An interview with the Father Ted creator was included in tonight's programme on RTÉ One.

Watch the programme here

A group of about 50 activists gathered at the RTÉ entrance this evening to express their disappointment over his inclusion.

Protest organiser Noah Halpin of the This Is Me group addressed the crowd, saying Mr Linehan has no expertise in subjects relating to trans-identity, gender recognition legislation or healthcare.

Mr Halpin said that by allowing Mr Linehan to have an input into the programme, RTÉ is proving it is succumbing to "rate-based reporting".

In a statement to the gathered protesters, Mr Halpin expressed upset that only two trans people will feature in the programme.

"No one is more expert in trans lives than trans people. This conversation must include trans people, and those with educated experience in subjects relating to trans identities.

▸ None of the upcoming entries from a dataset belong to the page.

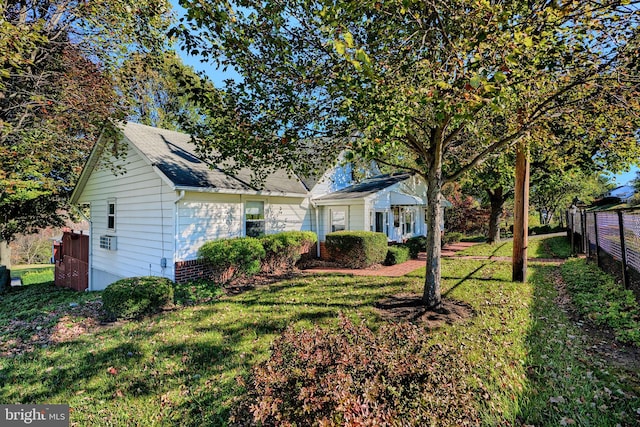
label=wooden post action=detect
[593,212,600,267]
[618,210,629,289]
[512,142,529,283]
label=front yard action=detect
[0,236,640,426]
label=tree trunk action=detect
[512,142,529,282]
[422,132,442,310]
[0,240,11,270]
[487,187,505,244]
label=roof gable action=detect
[315,172,413,200]
[72,122,307,202]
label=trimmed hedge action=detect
[198,237,265,282]
[102,276,173,319]
[404,236,427,259]
[260,231,318,273]
[325,231,388,268]
[384,245,409,265]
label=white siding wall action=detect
[318,203,369,242]
[176,192,313,261]
[79,145,176,290]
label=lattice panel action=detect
[597,212,622,261]
[622,212,640,271]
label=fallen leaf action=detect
[549,396,564,403]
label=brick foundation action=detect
[175,259,213,283]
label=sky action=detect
[171,0,640,186]
[171,0,240,88]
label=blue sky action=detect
[171,0,240,87]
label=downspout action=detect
[173,190,185,281]
[71,205,93,292]
[309,199,320,258]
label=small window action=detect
[107,200,116,230]
[244,202,265,237]
[404,209,415,234]
[331,210,347,232]
[391,206,400,227]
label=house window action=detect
[107,199,116,231]
[404,209,416,234]
[244,202,265,237]
[391,206,400,227]
[331,210,347,232]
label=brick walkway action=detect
[304,242,565,277]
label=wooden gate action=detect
[54,231,89,291]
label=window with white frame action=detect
[404,208,416,234]
[331,209,347,232]
[244,201,265,237]
[107,199,116,231]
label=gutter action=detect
[309,199,320,258]
[173,190,185,282]
[71,205,93,292]
[175,185,309,199]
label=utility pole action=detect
[511,140,529,283]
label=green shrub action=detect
[404,236,427,259]
[231,316,480,426]
[562,260,640,346]
[198,237,265,282]
[260,231,318,272]
[442,231,463,245]
[325,231,388,268]
[102,276,173,319]
[384,245,409,265]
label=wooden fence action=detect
[54,231,89,291]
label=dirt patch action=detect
[0,301,104,357]
[553,271,640,372]
[376,294,475,329]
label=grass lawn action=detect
[11,264,54,285]
[0,239,640,426]
[456,235,571,258]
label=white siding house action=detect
[71,123,442,290]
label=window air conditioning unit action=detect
[100,236,116,251]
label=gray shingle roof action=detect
[315,172,412,200]
[123,122,307,194]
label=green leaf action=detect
[344,31,354,48]
[469,75,484,89]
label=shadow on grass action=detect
[515,265,640,427]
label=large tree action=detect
[175,0,638,308]
[0,0,170,241]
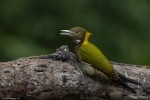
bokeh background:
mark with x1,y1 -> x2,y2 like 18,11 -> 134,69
0,0 -> 150,65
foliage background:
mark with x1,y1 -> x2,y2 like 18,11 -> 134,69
0,0 -> 150,65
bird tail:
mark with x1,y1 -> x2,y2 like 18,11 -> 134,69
118,73 -> 141,85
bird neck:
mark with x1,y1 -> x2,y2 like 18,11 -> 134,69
82,32 -> 91,45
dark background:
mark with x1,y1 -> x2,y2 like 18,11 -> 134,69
0,0 -> 150,65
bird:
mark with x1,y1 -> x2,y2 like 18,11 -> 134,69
60,27 -> 141,93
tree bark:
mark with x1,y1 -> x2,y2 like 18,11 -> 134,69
0,46 -> 150,100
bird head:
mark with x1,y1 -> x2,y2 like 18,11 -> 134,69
60,27 -> 91,44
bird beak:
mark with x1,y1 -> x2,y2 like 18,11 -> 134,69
60,30 -> 74,36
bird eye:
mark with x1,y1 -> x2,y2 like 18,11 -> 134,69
75,30 -> 79,33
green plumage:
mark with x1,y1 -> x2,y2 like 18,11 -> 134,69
75,42 -> 117,78
61,27 -> 141,93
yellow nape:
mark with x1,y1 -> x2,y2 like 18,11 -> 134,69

This is who Prime Time should be featuring to ensure complete accuracy," he said. 

RTÉ has said that "ten contributors representing a broad range of views are interviewed" in the programme.

In a statement this evening, the broadcaster said: "The programme examines the exponential growth in the number of young people seeking to change gender, and the implications of the proposed new law allowing them to do so without their parents' consent.

"It also asks how society should treat 'female-only' spaces in the light of the growth in the number of transgender people."

RTÉ said it was "confident that viewers will find the programme to be a fair and responsible examination of an issue of considerable public importance".

Rose Van Geest, one of the people who attended the protest, said that there is a lot of misinformation being spread about transgender people.

She said that one of the biggest misconceptions about being transgender is that it is "born from trauma or something else.

"I want people to see that I am trans, and that people can regard it as a bit more normal as opposed to the sort of freak-show it was shown as ten years ago, and sadly still today," she said.